Hey Matthew,
Sorry to hear it isn't working yet. Looking at the output of rake test, you're
hitting a forbidden in the RestClient, and so it's something on the Http calls.
I think your issue may just be a mismatch in the value of 'SIGNUP_CODE' that
you're passing in to the rake test command, and what's on your deployment. This
should default to 'secret', and I don't see anything in your configmap that
would change that, so can you double check the test command includes "
SIGNUP_CODE='secret' ". If you have made any changes to the signup key then
obviously it'll need to match those. If you want to double check the value,
take a look in the /etc/clearwater/shared_config file in one of the pods.
I have double checked a deployment on our rig, copying your provided yaml files
over directly to make sure there isn't anything odd in there, and the live
tests were able to run fine, following the deployment steps you're using. I did
have some trouble getting the script to work as copied over, but think that's
just outlook formatting quotes wrong etc. Manually running the commands it all
worked as expected. The only changes I made were:
* Changing the PUBLIC IP to match my rig IP.
* Changed the image pull source to our internal one
* Changed the zone in the config map to my own one, 'ajl.svc.cw-k8s.test'
With this all deployed, the following test command passed with no issue:
rake test[ajl.svc.cw-k8s.test] PROXY=10.230.16.1 PROXY_PORT=30060
SIGNUP_CODE='secret' ELLIS=10.230.16.1:30080 TESTS="Basic call - mainline"
If the issue isn't the signup key, can we try getting some more diags that we
can take a look into? In particular, I think we would benefit from:
* A packet capture on the node you are running the live tests on, when you
hit the errors below
* The bono logs, at debug level, from the same time. To set up debug
logging, you need to add 'log_level=5' to /etc/clearwater/user_settings
(creating if needed), and restart the bono service
* The ellis logs from the same time
Running the tcpdump on the test node should mean we get to see the full set of
flows, and you can likely read through that yourself to work out any following
issues you find hiding behind this next one.
Any other diagnostics you can gather would obviously also be useful, but with
the above, assuming traffic is reaching the pods, we should be able to work out
the issue.
On your connectivity tests, you won't be able to connect to the bono service
using 'nc localhost 30060', because that attempts to connect using the
localhost IP. We have set the bono service up to listen on the 'PUBLIC_IP',
i.e. the host IP. If you try running 'nc 10.3.1.76 30060 -v' you should see
successful connection. (Or on whichever host IP you have configured it to
listen).
The log output you are seeing on restarting Bono is also benign. These are
again simply an artefact of some behaviour we want to have in VMs, but that is
not needed in these containers. You can safely ignore this output.
Good luck, and let us know where you get with debugging.
Cheers,
Adam
From: Davis, Matthew [mailto:[email protected]]
Sent: 30 May 2018 08:27
To: Adam Lindley <[email protected]>;
[email protected]
Subject: RE: [Project Clearwater] Issues with clearwater-docker homestead and
homestead-prov under Kubernetes
Hi Adam,
# Openstack Install
I only mentioned the helm charts just in case the almost empty charts on my
machine were the source of the error. I personally have no experience with
Helm, so I can't help you with any development.
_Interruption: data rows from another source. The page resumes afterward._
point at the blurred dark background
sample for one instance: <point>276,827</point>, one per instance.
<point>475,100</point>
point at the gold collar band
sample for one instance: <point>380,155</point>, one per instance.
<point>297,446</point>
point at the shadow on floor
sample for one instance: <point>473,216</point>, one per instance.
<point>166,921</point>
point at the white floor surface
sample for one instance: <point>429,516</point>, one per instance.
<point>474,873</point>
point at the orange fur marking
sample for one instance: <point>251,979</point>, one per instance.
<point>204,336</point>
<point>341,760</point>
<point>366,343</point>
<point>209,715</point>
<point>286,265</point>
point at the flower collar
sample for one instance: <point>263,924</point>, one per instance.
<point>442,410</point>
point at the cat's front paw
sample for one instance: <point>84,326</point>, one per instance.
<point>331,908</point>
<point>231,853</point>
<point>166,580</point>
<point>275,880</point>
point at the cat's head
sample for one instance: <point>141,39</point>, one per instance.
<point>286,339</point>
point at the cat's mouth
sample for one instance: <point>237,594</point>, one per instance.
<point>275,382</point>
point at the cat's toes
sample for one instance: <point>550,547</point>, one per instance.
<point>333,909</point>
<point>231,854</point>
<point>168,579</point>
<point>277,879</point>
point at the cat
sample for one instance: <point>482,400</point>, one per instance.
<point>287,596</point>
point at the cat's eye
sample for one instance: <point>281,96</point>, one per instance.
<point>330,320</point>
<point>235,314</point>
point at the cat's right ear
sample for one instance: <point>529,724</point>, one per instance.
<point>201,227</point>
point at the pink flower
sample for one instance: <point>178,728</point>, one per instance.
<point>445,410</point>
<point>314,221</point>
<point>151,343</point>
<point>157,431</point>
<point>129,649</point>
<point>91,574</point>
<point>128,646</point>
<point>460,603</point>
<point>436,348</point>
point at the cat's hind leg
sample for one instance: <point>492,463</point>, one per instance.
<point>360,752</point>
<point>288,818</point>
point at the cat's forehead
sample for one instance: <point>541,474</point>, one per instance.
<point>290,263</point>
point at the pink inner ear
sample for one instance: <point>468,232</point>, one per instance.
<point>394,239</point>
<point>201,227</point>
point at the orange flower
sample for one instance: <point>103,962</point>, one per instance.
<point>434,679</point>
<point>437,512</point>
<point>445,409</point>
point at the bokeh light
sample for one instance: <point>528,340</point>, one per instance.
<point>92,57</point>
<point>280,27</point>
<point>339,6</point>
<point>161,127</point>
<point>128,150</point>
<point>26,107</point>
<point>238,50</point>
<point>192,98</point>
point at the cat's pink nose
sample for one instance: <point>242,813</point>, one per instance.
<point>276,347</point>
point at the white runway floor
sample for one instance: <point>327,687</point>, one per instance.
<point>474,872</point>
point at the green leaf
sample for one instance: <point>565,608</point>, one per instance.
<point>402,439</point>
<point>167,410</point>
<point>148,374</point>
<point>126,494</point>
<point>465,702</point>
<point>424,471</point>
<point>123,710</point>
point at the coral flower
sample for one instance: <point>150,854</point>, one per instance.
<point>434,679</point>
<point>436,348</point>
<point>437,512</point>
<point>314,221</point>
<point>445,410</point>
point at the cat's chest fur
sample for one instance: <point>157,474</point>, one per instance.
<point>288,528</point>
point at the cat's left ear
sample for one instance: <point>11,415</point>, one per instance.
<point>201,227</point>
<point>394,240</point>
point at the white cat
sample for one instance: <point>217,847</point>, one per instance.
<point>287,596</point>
I applied that latest change to the bono service port number. It still doesn't
work.
How can I check whether the rake tests are failing on the bono side, as opposed
to failing on the ellis side? Maybe the reason tcpdumps shows nothing in Bono
during the rake tests is because the tests failed to create a user in ellis,
and never got to the bono part?
Rake output:
```
Basic Call - Mainline (TCP) - Failed
RestClient::Forbidden thrown:
- 403 Forbidden
-
/home/ubuntu/.rvm/gems/ruby-1.9.3-p551/gems/rest-client-1.8.0/lib/restclient/abstract_response.rb:74:in
`return!'
-
/home/ubuntu/.rvm/gems/ruby-1.9.3-p551/gems/rest-client-1.8.0/lib/restclient/request.rb:495:in
`process_result'
...
```
If I go inside the ellis container and run `nc localhost 80 -v` I see that it
establishes a connection.
If I go inside the bono container and run `nc localhost 5060 -v` or `nc
localhost 30060 -v` it fails to connect. So from within the bono pod I cannot
connect to the localhost. To me that suggests that the problem is caused by
something inside bono, not the networking between pods. What happens when you
try `nc localhost 32060 -v` in your deployment?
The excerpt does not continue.